By the way, the number of iterations the gradient descent takes to converge for

a physical application can vary a lot, so maybe for

one application, gradient descent may converge after just thirty iterations.

For a different application, gradient descent may take 3,000 iterations,

for another learning algorithm, it may take 3 million iterations.

It turns out to be very difficult to tell in advance how many iterations gradient

descent needs to converge.

And is usually by plotting this sort of plot, plotting the cost function as we

increase in number in iterations, is usually by looking at these plots.

But I try to tell if gradient descent has converged.

It's also possible to come up with automatic convergence test,

namely to have a algorithm try to tell you if gradient descent has converged.

And here's maybe a pretty typical example of an automatic convergence test.

And such a test may declare convergence if your cost function J(theta)

decreases by less than some small value epsilon,

some small value 10 to the minus 3 in one iteration.

But I find that usually choosing what this threshold is is pretty difficult.
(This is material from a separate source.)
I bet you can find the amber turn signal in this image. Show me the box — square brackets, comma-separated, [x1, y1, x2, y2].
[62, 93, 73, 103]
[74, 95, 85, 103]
And so in order to check your gradient descent's converge

I actually tend to look at plots like these, like this figure on the left,

rather than rely on an automatic convergence test.

Looking at this sort of figure can also tell you, or give you an advance warning,

if maybe gradient descent is not working correctly.

Concretely, if you plot J(theta) as a function of the number of iterations.

Then if you see a figure like this where J(theta) is actually increasing,

then that gives you a clear sign that gradient descent is not working.

And a theta like this usually means that you should be using learning rate alpha.